[Numpy-discussion] Numpy x Matlab: some synthetic benchmarks

Wed Jan 18 03:45:02 EST 2006

Hello,

Travis asked me to benchmark numpy versus matlab in some basic linear
algebra operations. Here are the resuts for matrices/vectors of
dimensions 5, 50 and 500:

Operation	x'*y	x*y'	A*x	A*B	A'*x	Half	2in2

Dimension 5							
Array		0.94	0.7	0.22	0.28	1.12	0.98	1.1
Matrix		7.06	1.57	0.66	0.79	1.6	3.11	4.56
Matlab		1.88	0.44	0.41	0.35	0.37	1.2	0.98

Dimension 50							
Array		9.74	3.09	0.56	18.12	13.93	4.2	4.33
Matrix 		81.99	3.81	1.04	19.13	14.58	6.3	7.88
Matlab		16.98	1.94	1.07	17.86	0.73	1.57	1.77

Dimension 500							
Array		1.2	8.97	2.03	166.59	20.34	3.99	4.31
Matrix		17.95	9.09	2.07	166.62	20.67	4.11	4.45
Matlab		2.09	6.07	2.17	169.45	2.1	2.56	3.06

Obs: The operation Half is actually A*x using only the lower half of the
matrix and vector. The operation 2in2 is A*x using only the even
indexes.

Of course there are many repetitions of the same operation: 100000 for
dim 5 and 50 and 1000 for dim 500. The inner product is number of
repetitions is multiplied by dimension (it is very fast).

The software is

numpy svn version 1926
Matlab 6.5.0.180913a Release 13 (Jun 18 2002)

Both softwares are using the *same* BLAS and LAPACK (ATLAS for sse).
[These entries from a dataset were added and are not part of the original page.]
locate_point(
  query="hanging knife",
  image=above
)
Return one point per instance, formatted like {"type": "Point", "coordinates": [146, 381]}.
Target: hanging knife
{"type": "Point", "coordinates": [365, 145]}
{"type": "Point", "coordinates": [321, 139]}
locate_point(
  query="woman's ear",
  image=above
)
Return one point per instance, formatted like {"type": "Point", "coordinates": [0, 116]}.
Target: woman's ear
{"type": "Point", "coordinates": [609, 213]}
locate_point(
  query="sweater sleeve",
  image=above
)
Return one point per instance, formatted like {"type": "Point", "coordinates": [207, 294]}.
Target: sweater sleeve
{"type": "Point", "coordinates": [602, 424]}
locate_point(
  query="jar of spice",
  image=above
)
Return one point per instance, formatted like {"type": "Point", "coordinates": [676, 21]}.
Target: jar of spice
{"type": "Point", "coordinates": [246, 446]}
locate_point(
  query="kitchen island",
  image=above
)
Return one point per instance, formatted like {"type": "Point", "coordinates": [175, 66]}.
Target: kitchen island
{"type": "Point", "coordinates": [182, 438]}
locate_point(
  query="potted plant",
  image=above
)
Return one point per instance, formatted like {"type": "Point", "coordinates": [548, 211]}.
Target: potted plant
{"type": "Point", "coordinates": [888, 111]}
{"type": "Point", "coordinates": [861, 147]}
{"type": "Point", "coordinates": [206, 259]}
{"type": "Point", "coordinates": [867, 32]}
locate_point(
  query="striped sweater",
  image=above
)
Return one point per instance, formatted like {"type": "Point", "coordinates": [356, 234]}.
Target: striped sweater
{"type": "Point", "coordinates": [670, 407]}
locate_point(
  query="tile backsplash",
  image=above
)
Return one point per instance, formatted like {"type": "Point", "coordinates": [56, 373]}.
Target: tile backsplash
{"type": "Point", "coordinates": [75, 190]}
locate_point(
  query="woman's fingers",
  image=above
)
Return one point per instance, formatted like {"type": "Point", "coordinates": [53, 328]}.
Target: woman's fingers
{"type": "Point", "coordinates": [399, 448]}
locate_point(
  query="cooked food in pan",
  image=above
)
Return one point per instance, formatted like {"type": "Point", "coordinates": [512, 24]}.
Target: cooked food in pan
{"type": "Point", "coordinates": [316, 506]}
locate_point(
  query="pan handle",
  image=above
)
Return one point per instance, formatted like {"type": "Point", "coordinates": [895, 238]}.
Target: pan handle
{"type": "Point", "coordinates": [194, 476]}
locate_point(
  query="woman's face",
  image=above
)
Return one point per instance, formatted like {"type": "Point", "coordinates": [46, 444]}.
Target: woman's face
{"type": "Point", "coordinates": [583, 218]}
As you can see, numpy array looks very competitive. The matrix class in
numpy has too much overhead for small dimension though. This overhead is
very small for medium size arrays. Looking at the results above
(specially the small dimensions ones, for higher dimensions the main
computations are being performed by the same BLAS) I believe we can say:

1) Numpy array is faster on usual operations but outerproduct (I believe
the reason is that the dot function uses the regular matrix
multiplication to compute outer-products, instead of using a special
function. This can "easily" changes). In particular numpy was faster in
matrix times vector operations, which is the most usual in numerical
linear algebra.

2) Any operation that involves transpose suffers a very big penalty in
numpy. Compare A'*x and A*x, it is 10 times slower. In contrast Matlab
deals with transpose quite well. Travis is already aware of this and it
can be probably solved. 

3) When using subarrays, numpy is a slower. The difference seems
acceptable. Travis, can this be improved?

Best,

Paulo

Obs: Latter on (in a couple of days) I may present less synthetic
benchmarks (a QR factorization and a Modified Cholesky).